Да, моё слово – последнее. Но правильное ли это слово? Может быть, всё-таки…? Боже, как я могу даже подумать об этом!

Решение было принято, на тему аборта они с мужем больше не говорили, продолжали жить, как прежде, и ждать, ждать… По утрам Соня всё так же ходила по аллее, теперь уже не быстрым, а плавным шагом. Плыла, словно царевна-лебедь. С умиротворением и достоинством несла своё полнеющее тело, в котором ощутимо рос плод. Высокого ясноглазого путника Соня больше не видела. Сначала его отсутствие как-то беспокоило её, уж очень она привыкла к этим перекрёстным встречам. Потом Соня о нём просто старалась не думать.

Кто он такой, чтобы о нём переживать? Я даже не знаю его имени. Одно слово – Мистер Х. У меня теперь более важные проблемы. Люди встречаются и расходятся в разные стороны, и временная связь между ними безболезненно рвётся. Такое случается на каждом шагу… И ничего необычного в этом нет. Да, но он приносил мне удачу… Забыть надо о нём. Забыть, и всё! А удача? Но я ничего не могу поделать. Он больше не появляется.

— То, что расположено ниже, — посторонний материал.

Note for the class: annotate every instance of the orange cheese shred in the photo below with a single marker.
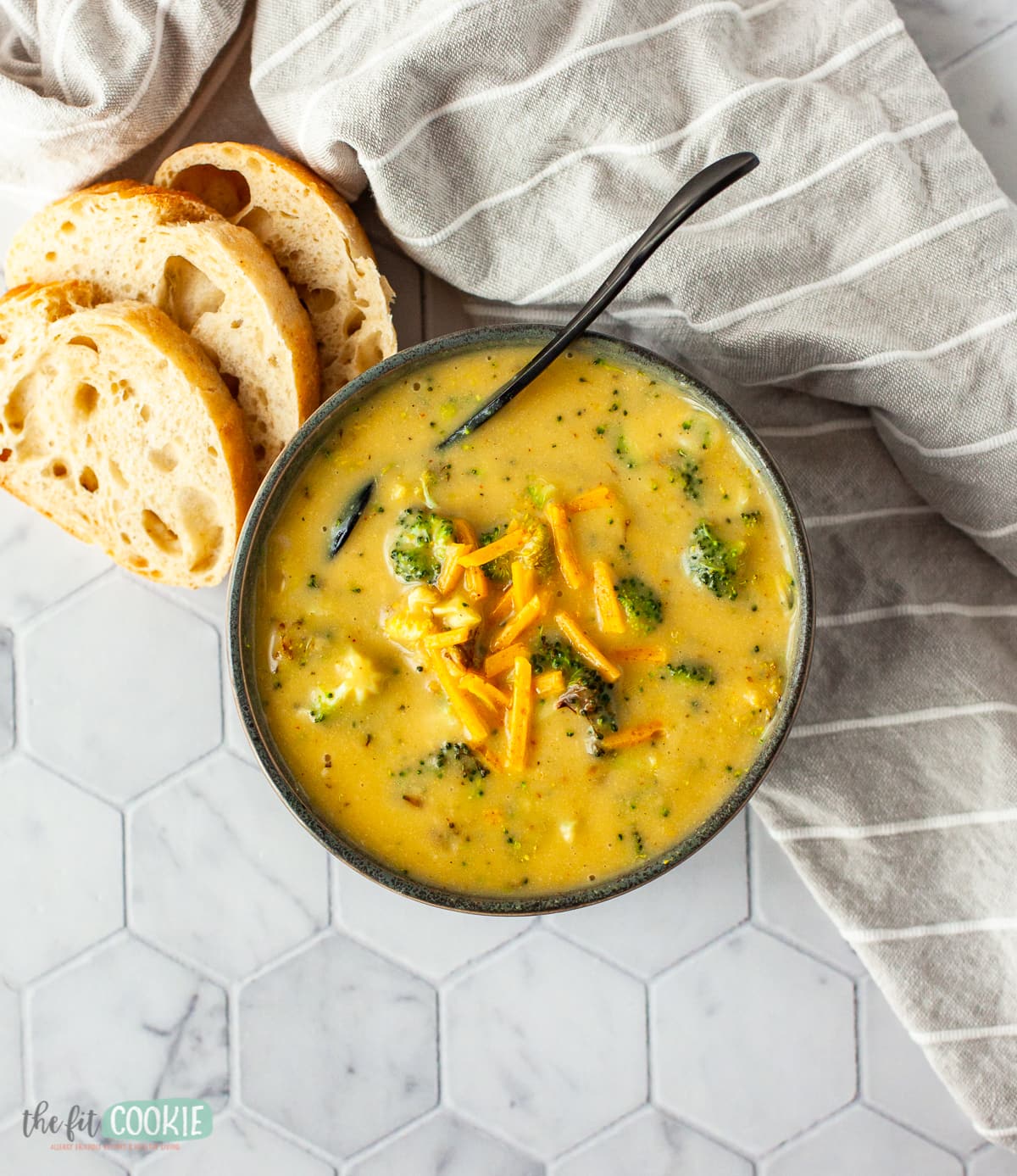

Соня была женщина крепкая, на здоровье не жаловалась, и её беременность, возможно, завершилась бы благополучными родами, если бы не случай…

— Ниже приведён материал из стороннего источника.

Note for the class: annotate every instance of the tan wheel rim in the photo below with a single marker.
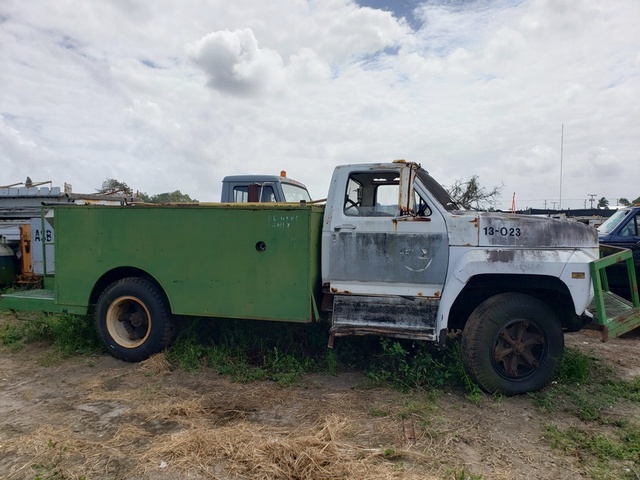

Как-то, будучи на пятом месяце беременности, ехала она в своей машине по шоссе на работу. Видимость была плохая. Моросил мелкий дождь и над дорогой, ведущей вдоль океана, низко висел густой туман. Фары встречных машин слепили глаза. Она предчувствовала, что надо было бы остаться дома и взять больничный день, но хозяйка салона красоты, где Соня работала, умоляла её приехать: две сотрудницы уже позвонили, что не смогут явиться под разными предлогами. Кто ж работать будет?

Соня просто не могла отказать хозяйке. Вот такой характер, такая, себе во вред, порядочность. Соня ехала медленно и осторожно в нескончаемом потоке машин. Повторяла про себя: «Только бы ничего не случилось! Только бы добраться до работы!» Вдруг неожиданно туман слегка рассеялся, и все увеличили скорость. Потом передняя машина резко затормозила, и Соня тоже нажала на тормоз… Одновременно почувствовала и услышала сильный удар сзади. Водитель машины, ехавшей за Соней, вовремя не среагировал и врезался в Сонину Хонду. Раскрылся воздушный мешок и сильно ударил Соню в лицо, спасательный ремень туго обхватил её грудь и живот. Соня отключилась…

Очнулась она в огромной комнате. Открыла глаза. Взгляд наткнулся на белый потолок в серых разводах и уныло синие стены. Рядом были пустые больничные койки. Да и пахло больницей. Соня была вся в проводах, подключённых к датчикам, в кислородной маске и с капельницей. Перед ней в дымке полупробудившегося сознания возникла пожилая медсестра в белой монашеской рясе и клобуке. Женщина наклонилась к Соне, улыбнулась, показав лошадиные зубы. Соне её улыбка почудилась неестественно огромной и почему-то перекошенной на одну сторону, как кривая маска:

– Ты очнулась, деточка? Ну, слава Богу!

Соня показала глазами, что хочет говорить. Монашка приподняла кислородную маску с Сониного лица:

– Что ты хочешь, детка?

– Где я? – еле проговорила Соня.

– Ты попала в автомобильную аварию. Тебя привезли в отделение скорой помощи к нам в католический госпиталь Н. Не волнуйся, ты в надёжных руках. Мы вызвали твоего мужа из другого штата. Он скоро прилетит. Повторяю: беспокоиться не нужно. У нас больных не так много, отличные доктора и прекрасный уход. Мы же христиане, работаем по-божески.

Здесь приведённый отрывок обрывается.